Nos clubs ont acquis près de 40 joueurs entre fin juillet et fin août. Une nouvelle preuve de mauvaise gestion et le signe qu’on continue à agir dans l’urgence ?

Ce n’est pas un problème belge. Même Arsenal et Manchester United ont fait des transactions dans les derniers jours. Les explications sont multiples. Il y a les verdicts européens (qualification ou pas) qui déclenchent un effet dominos. Et les réactions de panique sont une autre raison. C’est frappant en Belgique. Un club qui a raté son début de championnat réagit subitement de façon émotionnelle, tient compte de la pression des médias et du public, et fait venir plusieurs joueurs à la fin du mois d’août. C’est ce qu’on voit par exemple à Mons. Les footballeurs sont des enfants gâtés, il suffit parfois qu’ils disent que ça ne va pas, et alors on transfère. Je passe 80 % de mon temps sur le marché allemand. Là-bas, tout est parfaitement structuré, on sait où on va, on raisonne à moyen et long terme. Ici, c’est beaucoup de court terme. Des clubs envoient des scouts un peu partout pendant plusieurs mois puis ne tiennent pas compte de leurs avis. Au bout du compte, ce ne sont pas nécessairement des gens du foot qui prennent les décisions de recrutement.

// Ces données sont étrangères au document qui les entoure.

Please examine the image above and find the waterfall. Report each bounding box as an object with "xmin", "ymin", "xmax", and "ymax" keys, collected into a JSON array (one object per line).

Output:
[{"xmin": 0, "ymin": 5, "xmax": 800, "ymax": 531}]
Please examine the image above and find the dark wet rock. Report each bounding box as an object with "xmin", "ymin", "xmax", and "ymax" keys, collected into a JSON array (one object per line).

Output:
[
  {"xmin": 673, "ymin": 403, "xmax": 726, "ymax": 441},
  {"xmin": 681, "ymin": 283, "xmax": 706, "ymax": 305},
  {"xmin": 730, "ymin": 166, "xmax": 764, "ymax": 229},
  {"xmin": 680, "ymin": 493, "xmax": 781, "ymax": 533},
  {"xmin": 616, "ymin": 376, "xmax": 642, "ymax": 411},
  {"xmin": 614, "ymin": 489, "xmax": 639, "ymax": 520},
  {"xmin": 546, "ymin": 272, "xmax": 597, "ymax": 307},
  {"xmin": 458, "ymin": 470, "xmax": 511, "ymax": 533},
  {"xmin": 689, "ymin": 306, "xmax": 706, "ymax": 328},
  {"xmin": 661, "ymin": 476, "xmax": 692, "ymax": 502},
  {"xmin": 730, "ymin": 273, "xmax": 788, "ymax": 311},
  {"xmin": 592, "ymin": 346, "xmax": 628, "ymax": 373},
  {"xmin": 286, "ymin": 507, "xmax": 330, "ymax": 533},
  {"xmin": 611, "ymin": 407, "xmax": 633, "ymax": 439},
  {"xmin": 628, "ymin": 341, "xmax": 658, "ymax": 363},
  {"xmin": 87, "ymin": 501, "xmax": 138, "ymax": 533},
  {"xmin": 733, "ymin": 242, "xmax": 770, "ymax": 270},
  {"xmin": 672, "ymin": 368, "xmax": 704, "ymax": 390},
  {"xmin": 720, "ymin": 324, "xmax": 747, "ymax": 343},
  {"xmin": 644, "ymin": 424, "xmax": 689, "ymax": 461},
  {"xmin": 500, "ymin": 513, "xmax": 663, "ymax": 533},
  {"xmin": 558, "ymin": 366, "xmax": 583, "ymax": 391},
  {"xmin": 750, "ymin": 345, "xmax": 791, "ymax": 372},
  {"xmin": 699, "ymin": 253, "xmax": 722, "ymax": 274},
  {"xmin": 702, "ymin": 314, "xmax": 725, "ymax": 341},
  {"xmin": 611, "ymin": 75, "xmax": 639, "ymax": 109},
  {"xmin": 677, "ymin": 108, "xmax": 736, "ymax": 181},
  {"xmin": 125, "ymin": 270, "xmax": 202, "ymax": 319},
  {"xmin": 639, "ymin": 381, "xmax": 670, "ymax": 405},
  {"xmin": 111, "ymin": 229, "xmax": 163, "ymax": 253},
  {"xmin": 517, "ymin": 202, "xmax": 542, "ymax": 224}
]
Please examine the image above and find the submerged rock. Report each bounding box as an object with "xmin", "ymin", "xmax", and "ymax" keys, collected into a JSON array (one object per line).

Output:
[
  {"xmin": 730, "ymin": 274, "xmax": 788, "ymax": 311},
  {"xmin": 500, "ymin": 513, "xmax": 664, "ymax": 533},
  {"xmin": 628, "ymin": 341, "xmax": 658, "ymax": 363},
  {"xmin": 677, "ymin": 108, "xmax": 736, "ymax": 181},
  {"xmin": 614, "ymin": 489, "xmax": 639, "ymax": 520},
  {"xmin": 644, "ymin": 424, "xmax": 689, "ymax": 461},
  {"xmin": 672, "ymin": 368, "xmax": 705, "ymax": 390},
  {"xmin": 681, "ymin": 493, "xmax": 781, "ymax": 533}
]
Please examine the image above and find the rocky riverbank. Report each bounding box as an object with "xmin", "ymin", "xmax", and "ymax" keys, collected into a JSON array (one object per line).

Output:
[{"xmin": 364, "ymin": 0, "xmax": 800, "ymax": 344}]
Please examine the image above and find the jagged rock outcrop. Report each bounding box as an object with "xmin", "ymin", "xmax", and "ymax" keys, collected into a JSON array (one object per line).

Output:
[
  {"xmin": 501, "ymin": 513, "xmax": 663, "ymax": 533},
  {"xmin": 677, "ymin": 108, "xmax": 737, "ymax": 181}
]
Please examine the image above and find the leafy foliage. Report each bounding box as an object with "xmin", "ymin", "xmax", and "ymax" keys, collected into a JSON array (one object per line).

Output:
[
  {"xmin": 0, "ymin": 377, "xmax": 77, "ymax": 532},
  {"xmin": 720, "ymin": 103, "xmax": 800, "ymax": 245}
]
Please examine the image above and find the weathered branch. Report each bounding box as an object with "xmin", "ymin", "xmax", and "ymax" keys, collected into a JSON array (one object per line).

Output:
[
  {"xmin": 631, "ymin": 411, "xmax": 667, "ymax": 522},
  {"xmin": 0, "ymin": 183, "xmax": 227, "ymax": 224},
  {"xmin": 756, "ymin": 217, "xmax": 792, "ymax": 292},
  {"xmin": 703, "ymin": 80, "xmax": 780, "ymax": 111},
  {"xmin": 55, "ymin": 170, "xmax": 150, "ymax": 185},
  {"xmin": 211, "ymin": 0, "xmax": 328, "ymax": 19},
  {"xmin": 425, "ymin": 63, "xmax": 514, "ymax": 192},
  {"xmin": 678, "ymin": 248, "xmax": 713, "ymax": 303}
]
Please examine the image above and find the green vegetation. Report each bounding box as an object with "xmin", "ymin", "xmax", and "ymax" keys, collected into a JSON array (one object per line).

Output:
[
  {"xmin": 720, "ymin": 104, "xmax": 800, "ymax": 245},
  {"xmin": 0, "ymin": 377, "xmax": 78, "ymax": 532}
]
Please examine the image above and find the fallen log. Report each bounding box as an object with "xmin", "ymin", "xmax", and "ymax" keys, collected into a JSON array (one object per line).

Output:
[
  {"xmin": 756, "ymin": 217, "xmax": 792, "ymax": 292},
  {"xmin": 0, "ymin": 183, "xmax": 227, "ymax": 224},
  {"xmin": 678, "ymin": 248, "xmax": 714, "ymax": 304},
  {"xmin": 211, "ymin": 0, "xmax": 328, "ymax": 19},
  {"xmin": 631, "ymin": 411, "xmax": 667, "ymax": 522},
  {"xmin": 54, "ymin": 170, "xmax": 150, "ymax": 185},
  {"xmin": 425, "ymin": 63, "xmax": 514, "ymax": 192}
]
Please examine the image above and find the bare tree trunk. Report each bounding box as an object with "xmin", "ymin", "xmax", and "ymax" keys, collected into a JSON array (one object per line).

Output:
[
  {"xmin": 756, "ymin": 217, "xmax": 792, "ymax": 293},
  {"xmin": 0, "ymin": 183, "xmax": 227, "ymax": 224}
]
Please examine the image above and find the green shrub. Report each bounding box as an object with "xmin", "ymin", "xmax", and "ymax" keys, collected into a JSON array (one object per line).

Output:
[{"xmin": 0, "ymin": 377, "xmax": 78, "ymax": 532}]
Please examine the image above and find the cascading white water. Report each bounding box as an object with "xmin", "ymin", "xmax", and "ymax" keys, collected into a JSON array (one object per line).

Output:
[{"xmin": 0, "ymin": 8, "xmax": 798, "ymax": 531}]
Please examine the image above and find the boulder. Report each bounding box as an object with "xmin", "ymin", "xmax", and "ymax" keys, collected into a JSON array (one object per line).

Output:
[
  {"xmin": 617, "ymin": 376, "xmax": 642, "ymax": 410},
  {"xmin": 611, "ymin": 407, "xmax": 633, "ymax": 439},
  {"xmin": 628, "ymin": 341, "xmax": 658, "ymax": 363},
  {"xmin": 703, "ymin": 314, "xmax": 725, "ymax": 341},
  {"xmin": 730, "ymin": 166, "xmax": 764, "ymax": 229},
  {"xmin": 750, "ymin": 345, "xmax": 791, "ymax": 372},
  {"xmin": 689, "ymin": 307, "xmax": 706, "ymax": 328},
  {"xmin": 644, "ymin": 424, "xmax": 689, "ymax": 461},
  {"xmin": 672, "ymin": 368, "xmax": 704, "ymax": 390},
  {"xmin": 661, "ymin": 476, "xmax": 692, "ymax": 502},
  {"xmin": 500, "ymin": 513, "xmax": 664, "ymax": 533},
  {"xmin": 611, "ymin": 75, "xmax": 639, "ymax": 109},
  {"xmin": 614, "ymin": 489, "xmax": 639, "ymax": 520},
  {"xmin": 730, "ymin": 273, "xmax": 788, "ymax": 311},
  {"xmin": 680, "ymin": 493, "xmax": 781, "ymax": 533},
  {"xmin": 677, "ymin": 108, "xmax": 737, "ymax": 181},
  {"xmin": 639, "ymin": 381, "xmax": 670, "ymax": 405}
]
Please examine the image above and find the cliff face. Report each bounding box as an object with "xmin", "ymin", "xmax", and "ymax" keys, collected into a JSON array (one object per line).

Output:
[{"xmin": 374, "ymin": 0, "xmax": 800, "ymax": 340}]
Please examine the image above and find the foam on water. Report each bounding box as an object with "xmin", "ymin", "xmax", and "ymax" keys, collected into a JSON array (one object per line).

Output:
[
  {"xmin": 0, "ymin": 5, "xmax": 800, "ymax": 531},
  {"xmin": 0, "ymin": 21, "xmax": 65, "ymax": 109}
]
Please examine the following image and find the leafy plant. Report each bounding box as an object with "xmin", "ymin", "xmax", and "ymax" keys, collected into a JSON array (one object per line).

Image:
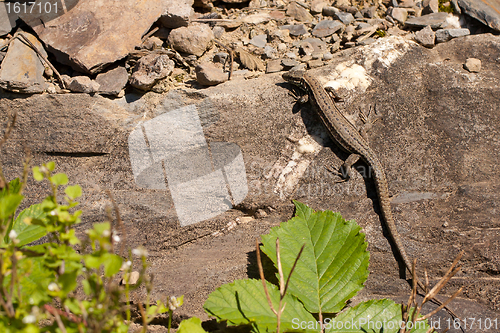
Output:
[
  {"xmin": 0, "ymin": 162, "xmax": 176, "ymax": 333},
  {"xmin": 204, "ymin": 202, "xmax": 430, "ymax": 333}
]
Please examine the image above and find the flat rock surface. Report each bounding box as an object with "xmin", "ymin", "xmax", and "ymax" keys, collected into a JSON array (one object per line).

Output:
[
  {"xmin": 21, "ymin": 0, "xmax": 167, "ymax": 73},
  {"xmin": 0, "ymin": 34, "xmax": 500, "ymax": 324}
]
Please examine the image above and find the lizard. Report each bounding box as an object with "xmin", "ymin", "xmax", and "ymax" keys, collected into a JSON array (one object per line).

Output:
[{"xmin": 282, "ymin": 70, "xmax": 456, "ymax": 316}]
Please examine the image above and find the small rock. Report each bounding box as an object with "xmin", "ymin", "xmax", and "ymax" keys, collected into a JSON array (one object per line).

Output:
[
  {"xmin": 280, "ymin": 24, "xmax": 307, "ymax": 36},
  {"xmin": 266, "ymin": 59, "xmax": 283, "ymax": 73},
  {"xmin": 464, "ymin": 58, "xmax": 481, "ymax": 73},
  {"xmin": 301, "ymin": 38, "xmax": 327, "ymax": 53},
  {"xmin": 43, "ymin": 66, "xmax": 54, "ymax": 78},
  {"xmin": 360, "ymin": 6, "xmax": 377, "ymax": 18},
  {"xmin": 68, "ymin": 76, "xmax": 99, "ymax": 94},
  {"xmin": 212, "ymin": 26, "xmax": 226, "ymax": 39},
  {"xmin": 249, "ymin": 34, "xmax": 267, "ymax": 48},
  {"xmin": 160, "ymin": 0, "xmax": 194, "ymax": 29},
  {"xmin": 0, "ymin": 5, "xmax": 15, "ymax": 36},
  {"xmin": 242, "ymin": 13, "xmax": 271, "ymax": 25},
  {"xmin": 389, "ymin": 7, "xmax": 408, "ymax": 24},
  {"xmin": 415, "ymin": 25, "xmax": 436, "ymax": 47},
  {"xmin": 129, "ymin": 53, "xmax": 175, "ymax": 90},
  {"xmin": 436, "ymin": 29, "xmax": 470, "ymax": 43},
  {"xmin": 153, "ymin": 27, "xmax": 172, "ymax": 40},
  {"xmin": 323, "ymin": 6, "xmax": 340, "ymax": 17},
  {"xmin": 311, "ymin": 52, "xmax": 323, "ymax": 60},
  {"xmin": 290, "ymin": 63, "xmax": 307, "ymax": 72},
  {"xmin": 300, "ymin": 42, "xmax": 314, "ymax": 55},
  {"xmin": 405, "ymin": 12, "xmax": 448, "ymax": 29},
  {"xmin": 95, "ymin": 67, "xmax": 128, "ymax": 96},
  {"xmin": 264, "ymin": 45, "xmax": 278, "ymax": 59},
  {"xmin": 269, "ymin": 10, "xmax": 285, "ymax": 21},
  {"xmin": 399, "ymin": 0, "xmax": 415, "ymax": 8},
  {"xmin": 141, "ymin": 36, "xmax": 163, "ymax": 51},
  {"xmin": 300, "ymin": 56, "xmax": 312, "ymax": 62},
  {"xmin": 214, "ymin": 52, "xmax": 229, "ymax": 64},
  {"xmin": 268, "ymin": 29, "xmax": 290, "ymax": 43},
  {"xmin": 195, "ymin": 63, "xmax": 228, "ymax": 86},
  {"xmin": 120, "ymin": 271, "xmax": 140, "ymax": 285},
  {"xmin": 312, "ymin": 20, "xmax": 345, "ymax": 38},
  {"xmin": 333, "ymin": 12, "xmax": 354, "ymax": 25},
  {"xmin": 311, "ymin": 0, "xmax": 328, "ymax": 14},
  {"xmin": 0, "ymin": 31, "xmax": 47, "ymax": 93},
  {"xmin": 307, "ymin": 59, "xmax": 324, "ymax": 68},
  {"xmin": 422, "ymin": 0, "xmax": 439, "ymax": 15},
  {"xmin": 167, "ymin": 23, "xmax": 214, "ymax": 57},
  {"xmin": 286, "ymin": 1, "xmax": 314, "ymax": 23},
  {"xmin": 281, "ymin": 59, "xmax": 300, "ymax": 69}
]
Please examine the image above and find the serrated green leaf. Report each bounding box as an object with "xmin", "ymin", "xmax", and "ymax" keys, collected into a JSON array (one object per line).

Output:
[
  {"xmin": 83, "ymin": 254, "xmax": 102, "ymax": 269},
  {"xmin": 45, "ymin": 161, "xmax": 56, "ymax": 172},
  {"xmin": 58, "ymin": 270, "xmax": 78, "ymax": 293},
  {"xmin": 0, "ymin": 194, "xmax": 24, "ymax": 219},
  {"xmin": 102, "ymin": 253, "xmax": 123, "ymax": 277},
  {"xmin": 262, "ymin": 202, "xmax": 370, "ymax": 313},
  {"xmin": 12, "ymin": 204, "xmax": 47, "ymax": 247},
  {"xmin": 64, "ymin": 185, "xmax": 82, "ymax": 199},
  {"xmin": 177, "ymin": 317, "xmax": 206, "ymax": 333},
  {"xmin": 203, "ymin": 279, "xmax": 317, "ymax": 332},
  {"xmin": 50, "ymin": 173, "xmax": 68, "ymax": 186},
  {"xmin": 325, "ymin": 299, "xmax": 430, "ymax": 333}
]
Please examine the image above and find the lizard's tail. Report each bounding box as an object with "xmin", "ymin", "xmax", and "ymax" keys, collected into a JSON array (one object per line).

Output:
[{"xmin": 371, "ymin": 161, "xmax": 412, "ymax": 273}]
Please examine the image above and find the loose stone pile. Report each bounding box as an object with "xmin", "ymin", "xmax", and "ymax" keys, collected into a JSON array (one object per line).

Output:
[{"xmin": 0, "ymin": 0, "xmax": 500, "ymax": 96}]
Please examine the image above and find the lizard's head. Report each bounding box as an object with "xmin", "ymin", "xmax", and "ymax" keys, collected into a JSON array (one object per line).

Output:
[{"xmin": 281, "ymin": 69, "xmax": 306, "ymax": 85}]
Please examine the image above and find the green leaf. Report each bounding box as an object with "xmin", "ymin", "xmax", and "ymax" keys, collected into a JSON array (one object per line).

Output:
[
  {"xmin": 12, "ymin": 204, "xmax": 47, "ymax": 246},
  {"xmin": 18, "ymin": 249, "xmax": 55, "ymax": 305},
  {"xmin": 83, "ymin": 254, "xmax": 102, "ymax": 269},
  {"xmin": 177, "ymin": 317, "xmax": 206, "ymax": 333},
  {"xmin": 325, "ymin": 299, "xmax": 430, "ymax": 333},
  {"xmin": 64, "ymin": 185, "xmax": 82, "ymax": 199},
  {"xmin": 102, "ymin": 253, "xmax": 123, "ymax": 277},
  {"xmin": 58, "ymin": 270, "xmax": 78, "ymax": 294},
  {"xmin": 33, "ymin": 167, "xmax": 44, "ymax": 182},
  {"xmin": 203, "ymin": 279, "xmax": 317, "ymax": 332},
  {"xmin": 50, "ymin": 173, "xmax": 68, "ymax": 186},
  {"xmin": 261, "ymin": 202, "xmax": 370, "ymax": 313},
  {"xmin": 0, "ymin": 194, "xmax": 24, "ymax": 219},
  {"xmin": 45, "ymin": 161, "xmax": 56, "ymax": 172}
]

Je discute rarement avec des gens compétents sur le marché belge.

Quand un confrère place Marouane Fellaini à Manchester United, tu ne te dis pas :  » Quel chançard celui-là  » ?

Dans ce métier, si on se préoccupe des autres, on n’en sort plus. Je vois surtout qu’un transfert pareil est une bonne chose pour moi parce qu’il augmente encore la valeur des joueurs belges et me donne des arguments supplémentaires. Par rapport à nous, les Pays-Bas ont longtemps été une référence pour les dirigeants des grands championnats. C’est fini, la Belgique est passée devant. Quand je vais au Bayern ou dans d’autres grands clubs allemands, on me dit qu’on s’intéresse maintenant plus au marché belge qu’aux championnats des Pays-Bas ou de France.

Gareth Bale au Real Madrid pour 100 millions et l’UEFA qui continue à parler de fair-play financier : on joue dans quelle pièce ?

S’il y avait un système performant de licences dans tous les pays, on ne devrait même pas envisager le fair-play financier. Je ne suis pas sûr qu’il soit applicable parce que les clubs réfléchissent depuis longtemps à des astuces pour le contourner dès qu’il sera imposé.

Depuis 2011, les commissions versées aux agents en Europe ont augmenté de 80 %. Il n’y a pas un souci quand des agents gagnent mieux leur vie que la moyenne des joueurs ?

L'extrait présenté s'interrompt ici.